The "K" refers to Kelvin, a measure of the color of the light emitted by the tube. It doesn't have anything to do with power.

We could start another *really* long technical discussion about Kelvin, spectrum, PAR, PUR, etc. Let's not! For planted tanks, a fluorescent tube with a rating of 5,000K to 10,000K will work. Most people stay at the lower end of the range, 5,000K to 6,500K.


----------



## batkidiii (Nov 12, 2014)

I think I'm starting to understand the t-5 NO. I found this one that isn't too expensive. What do you think Michael?

http://www.marineandreef.com/Coralife_NO_Normal_Output_T5_Aqualight_s/293.htm


----------



## Michael (Jul 20, 2010)

Unfortunately, I own two of these fixtures and cannot recommend them. The ballasts are bad and the reflector is worse. Plus the tubes that these particular fixtures come with are not good for planted tanks. I am just waiting for mine to go out so I can replace them.
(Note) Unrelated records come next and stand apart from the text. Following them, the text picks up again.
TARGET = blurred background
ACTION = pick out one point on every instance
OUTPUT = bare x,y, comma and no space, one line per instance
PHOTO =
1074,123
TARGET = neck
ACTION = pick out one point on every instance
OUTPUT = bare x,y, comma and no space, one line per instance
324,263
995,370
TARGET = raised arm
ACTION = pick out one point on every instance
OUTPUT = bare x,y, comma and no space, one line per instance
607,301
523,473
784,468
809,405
Sorry I couldn't be more helpful.


----------



## batkidiii (Nov 12, 2014)

Thanks Michael for the heads up. The other two choices I was looking at was this fixture.

http://www.kensfish.com/aquarium-su...p-blue-pro-t-5-ho-single-bulb-fixture-48.html

http://www.kensfish.com/aquarium-su...5-double-bulb-fixture-with-moonlights-48.html

I was wondering if anyone has these fixtures.


----------



## Newt (Apr 1, 2004)

Those are both High Output fixtures/bulbs. The second has salt water bulbs.


----------



## Michael (Jul 20, 2010)

I don't have any direct experience with either of these fixtures, but just from the descriptions they've got to be better than the Coralife! You can also post a question in the lighting forum for members' opinions on these lights.
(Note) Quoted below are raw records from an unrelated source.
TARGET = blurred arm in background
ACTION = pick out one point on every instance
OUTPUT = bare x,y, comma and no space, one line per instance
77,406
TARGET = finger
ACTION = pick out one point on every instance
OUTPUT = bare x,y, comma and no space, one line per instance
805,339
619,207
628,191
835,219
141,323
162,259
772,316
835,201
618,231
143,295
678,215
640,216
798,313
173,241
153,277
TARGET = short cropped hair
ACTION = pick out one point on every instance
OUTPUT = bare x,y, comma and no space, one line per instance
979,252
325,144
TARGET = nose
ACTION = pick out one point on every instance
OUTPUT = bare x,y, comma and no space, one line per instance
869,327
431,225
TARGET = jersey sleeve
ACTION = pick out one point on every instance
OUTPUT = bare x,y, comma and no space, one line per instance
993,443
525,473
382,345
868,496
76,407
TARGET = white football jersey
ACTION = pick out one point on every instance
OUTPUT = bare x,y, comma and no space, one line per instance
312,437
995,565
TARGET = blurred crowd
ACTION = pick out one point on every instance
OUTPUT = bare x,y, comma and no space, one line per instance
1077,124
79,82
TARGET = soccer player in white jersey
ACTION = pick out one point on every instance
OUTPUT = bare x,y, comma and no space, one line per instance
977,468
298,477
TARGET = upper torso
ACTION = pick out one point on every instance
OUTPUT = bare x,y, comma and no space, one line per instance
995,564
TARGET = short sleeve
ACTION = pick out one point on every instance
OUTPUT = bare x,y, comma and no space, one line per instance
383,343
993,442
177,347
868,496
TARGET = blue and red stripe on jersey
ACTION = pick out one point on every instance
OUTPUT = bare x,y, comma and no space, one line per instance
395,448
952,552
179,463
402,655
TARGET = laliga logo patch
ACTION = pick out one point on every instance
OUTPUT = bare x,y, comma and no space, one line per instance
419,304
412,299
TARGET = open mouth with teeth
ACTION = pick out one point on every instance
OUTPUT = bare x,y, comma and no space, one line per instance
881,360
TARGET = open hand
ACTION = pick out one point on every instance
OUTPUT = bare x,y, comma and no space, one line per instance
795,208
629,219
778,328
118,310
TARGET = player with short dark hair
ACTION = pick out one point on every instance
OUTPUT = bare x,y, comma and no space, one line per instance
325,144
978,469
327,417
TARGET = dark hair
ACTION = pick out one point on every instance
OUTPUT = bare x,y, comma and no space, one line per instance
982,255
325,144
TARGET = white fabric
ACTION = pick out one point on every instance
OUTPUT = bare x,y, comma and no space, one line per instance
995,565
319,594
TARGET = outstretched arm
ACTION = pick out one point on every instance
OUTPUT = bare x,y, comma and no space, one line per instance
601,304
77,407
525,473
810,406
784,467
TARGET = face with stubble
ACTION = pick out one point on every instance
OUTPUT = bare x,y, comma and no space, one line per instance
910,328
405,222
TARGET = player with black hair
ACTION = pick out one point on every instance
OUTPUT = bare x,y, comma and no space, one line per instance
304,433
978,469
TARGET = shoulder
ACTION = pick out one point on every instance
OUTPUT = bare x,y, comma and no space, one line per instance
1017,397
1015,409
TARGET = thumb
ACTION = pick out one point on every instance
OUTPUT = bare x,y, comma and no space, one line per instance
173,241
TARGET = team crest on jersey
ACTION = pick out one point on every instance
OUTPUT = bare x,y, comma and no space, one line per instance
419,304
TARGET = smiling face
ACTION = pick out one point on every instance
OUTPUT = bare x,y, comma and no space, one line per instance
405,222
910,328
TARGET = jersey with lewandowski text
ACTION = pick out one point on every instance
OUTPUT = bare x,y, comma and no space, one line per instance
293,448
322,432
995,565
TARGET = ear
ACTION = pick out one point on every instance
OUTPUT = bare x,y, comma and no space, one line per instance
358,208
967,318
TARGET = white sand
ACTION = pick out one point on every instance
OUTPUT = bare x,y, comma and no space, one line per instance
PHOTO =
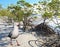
23,40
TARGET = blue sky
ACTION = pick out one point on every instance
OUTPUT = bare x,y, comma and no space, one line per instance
5,3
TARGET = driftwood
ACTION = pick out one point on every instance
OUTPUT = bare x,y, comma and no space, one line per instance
44,29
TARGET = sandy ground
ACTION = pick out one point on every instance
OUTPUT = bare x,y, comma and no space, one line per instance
25,40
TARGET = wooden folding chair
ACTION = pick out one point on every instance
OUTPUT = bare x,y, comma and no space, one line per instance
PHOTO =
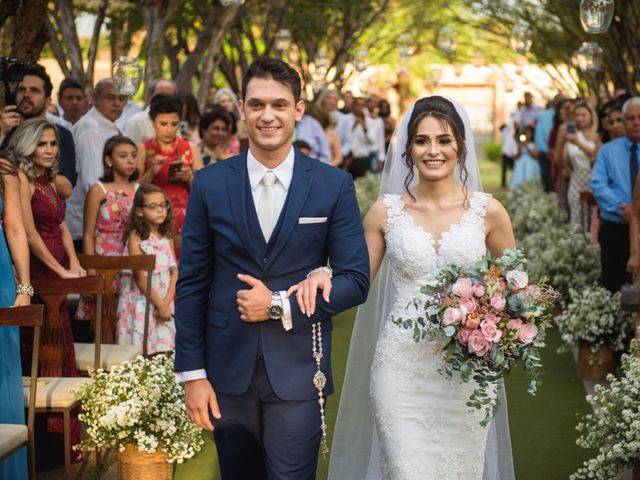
109,267
56,395
14,437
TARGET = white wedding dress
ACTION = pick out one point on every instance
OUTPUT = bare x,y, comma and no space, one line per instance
425,429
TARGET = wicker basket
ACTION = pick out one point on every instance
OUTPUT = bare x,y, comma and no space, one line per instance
136,465
595,366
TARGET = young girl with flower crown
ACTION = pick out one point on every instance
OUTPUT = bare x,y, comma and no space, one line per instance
149,232
107,208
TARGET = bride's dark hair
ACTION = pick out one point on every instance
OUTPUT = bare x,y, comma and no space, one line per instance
443,110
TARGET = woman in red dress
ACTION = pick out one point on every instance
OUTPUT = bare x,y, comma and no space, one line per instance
34,147
168,161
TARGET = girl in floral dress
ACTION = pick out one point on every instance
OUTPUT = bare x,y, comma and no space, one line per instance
149,231
107,208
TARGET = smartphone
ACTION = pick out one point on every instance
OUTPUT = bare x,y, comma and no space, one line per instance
175,167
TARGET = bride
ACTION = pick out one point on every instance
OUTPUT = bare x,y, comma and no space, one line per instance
399,418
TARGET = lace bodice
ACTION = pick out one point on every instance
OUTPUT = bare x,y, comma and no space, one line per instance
416,257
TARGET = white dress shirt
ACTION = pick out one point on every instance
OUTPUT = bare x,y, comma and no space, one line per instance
89,136
256,170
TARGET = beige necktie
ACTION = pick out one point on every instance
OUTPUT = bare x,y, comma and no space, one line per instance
267,204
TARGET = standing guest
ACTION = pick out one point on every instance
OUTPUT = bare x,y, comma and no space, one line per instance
218,143
14,252
309,130
90,134
72,101
149,232
528,112
34,147
189,118
362,139
32,99
108,205
140,127
613,177
389,123
168,161
582,144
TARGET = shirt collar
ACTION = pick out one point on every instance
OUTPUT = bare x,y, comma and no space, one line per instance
284,171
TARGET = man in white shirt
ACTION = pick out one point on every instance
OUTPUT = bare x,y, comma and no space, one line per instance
140,127
89,135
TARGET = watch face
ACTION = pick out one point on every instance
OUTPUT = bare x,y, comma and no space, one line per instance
275,312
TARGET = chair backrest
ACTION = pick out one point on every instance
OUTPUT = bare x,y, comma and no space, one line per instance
28,316
109,267
53,292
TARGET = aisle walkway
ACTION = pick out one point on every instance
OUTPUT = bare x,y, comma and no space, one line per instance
542,427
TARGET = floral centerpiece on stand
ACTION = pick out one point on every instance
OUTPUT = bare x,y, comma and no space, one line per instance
139,403
613,429
485,319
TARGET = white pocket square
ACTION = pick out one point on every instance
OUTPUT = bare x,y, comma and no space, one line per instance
302,220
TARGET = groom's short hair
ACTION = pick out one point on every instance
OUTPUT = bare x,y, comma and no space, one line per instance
270,67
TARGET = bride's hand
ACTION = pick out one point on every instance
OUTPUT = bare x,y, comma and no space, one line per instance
307,289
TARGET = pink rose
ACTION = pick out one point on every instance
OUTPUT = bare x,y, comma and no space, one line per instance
451,316
473,321
478,290
514,324
469,303
463,336
517,279
462,288
498,303
478,344
491,318
527,333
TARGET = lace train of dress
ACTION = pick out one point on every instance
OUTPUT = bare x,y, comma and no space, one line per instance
425,429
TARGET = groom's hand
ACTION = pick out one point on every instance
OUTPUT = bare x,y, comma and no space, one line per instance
199,398
253,303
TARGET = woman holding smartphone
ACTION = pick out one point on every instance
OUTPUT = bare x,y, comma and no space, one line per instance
167,160
582,144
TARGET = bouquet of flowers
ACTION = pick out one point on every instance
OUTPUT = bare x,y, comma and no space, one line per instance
489,318
139,403
612,431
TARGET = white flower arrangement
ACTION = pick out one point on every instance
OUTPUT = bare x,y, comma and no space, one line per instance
532,209
367,191
138,403
613,429
594,316
563,255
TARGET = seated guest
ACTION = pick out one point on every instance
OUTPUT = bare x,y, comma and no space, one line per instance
168,161
32,99
218,143
34,147
612,181
14,252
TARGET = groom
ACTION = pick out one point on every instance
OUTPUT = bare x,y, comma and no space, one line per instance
256,224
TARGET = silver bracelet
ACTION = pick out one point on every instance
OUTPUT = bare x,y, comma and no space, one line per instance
327,270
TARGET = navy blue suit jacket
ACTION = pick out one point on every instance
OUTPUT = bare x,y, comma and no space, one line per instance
221,237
Newt is right, the tubes that come with the second fixture are intended for saltwater tanks. But Ken's has very good customer service. If you are interested in that fixture, ask them if they would swap those tubes with something more suitable for a planted tank, like a "daylight" 6500K. Also, ask them if the two tube fixture comes with separate switches for each tube. You will want to use only one tube over your Walstad tank.

Good luck!


----------



## batkidiii (Nov 12, 2014)

Thank you so much. It is hard trying to find a single HO fixture. I really appreciate your help.


----------



## TropTrea (Jan 10, 2014)

batkidiii said:


> Thanks Michael for the heads up. The other two choices I was looking at was this fixture.
> 
> http://www.kensfish.com/aquarium-su...p-blue-pro-t-5-ho-single-bulb-fixture-48.html
> 
> ...


Both fixtures will work. In the case of the first one it would be in addition to what you have, and the other case it would work as a stand alone fixture. But in both cases they are are not giving you ideal fresh water light bulbs. I would consider running a GE 6,500K bulb in them and with the dual also run a lower K rated bulb like the Gman Flora bulb. Unfortunately it leaves you bulbs you cannot use and the extra expense of the bulbs.


----------